Estaban volando a escasa altura por encima de la autopista uno y de los brillantes bloques rectangulares del Centro Médico VA, y podían ver cómo la sombra del helicóptero saltaba y correteaba debajo de ellos.

– ¿Qué opinión le merece a usted? -le preguntó John-. Me refiero a lo del Post.

Dean se inclinó hacia adelante y dijo:

– Mi opinión, después de meditarlo detenidamente, es que debería usted negarse a cooperar.
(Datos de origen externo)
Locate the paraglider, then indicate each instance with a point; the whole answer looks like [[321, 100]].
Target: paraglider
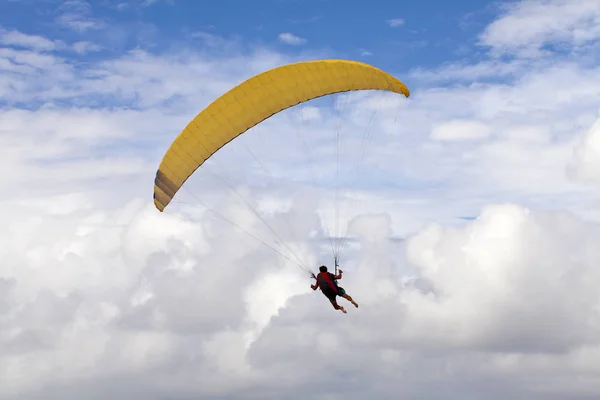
[[327, 282], [254, 101]]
Y si quieren saber por qué, dígales que será por sus futuras deliberaciones en el Tribunal Supremo por lo que deberán juzgarlo a usted, no por sus antiguas intervenciones como abogado. Es posible que el derecho se funde en los precedentes, pero el derecho avanza, y usted precisamente va a ser el hombre que lo haga avanzar.

John le dirigió una sonrisa irónica.

– Creo que eso es precisamente lo que preocupa a la mayoría de mis críticos.

– Bueno, eso seguro -repuso Dean-. Pero sólo tiene usted que recordar lo que dice al respecto el juez decano Charles Evans Hughes: «La Constitución no es ni más ni menos que lo que los jueces dicen que es.» Y ahora usted es uno de esos jueces.

– Estoy a punto de ser uno de esos jueces -lo corrigió John.

– Siempre serás un detallista -apuntó Eva; y le apretó todavía más la mano.

– ¡John Travolta! ¡Apenas puedo esperar…! -dijo Sissy.

Iban volando por encima de los límites del condado de Norfolk cuando, sin previo aviso, el helicóptero pareció estremecerse y dio un tirón a estribor. Eva sofocó un grito y Sissy dejó escapar un chillido. John preguntó alzando la voz:

– ¡Frank! ¿Qué demonios pasa?

– No es más que una ligera anomalía del motor, nada que yo no pueda solucionar -le contestó Frank desde su sitio. Durante unos instantes dio la impresión de que estuviese en lo cierto. El helicóptero continuó volando hacia adelante a gran velocidad, aunque los turboejes chirriaban y traqueteaban de un modo diferente de como lo habían hecho hasta entonces.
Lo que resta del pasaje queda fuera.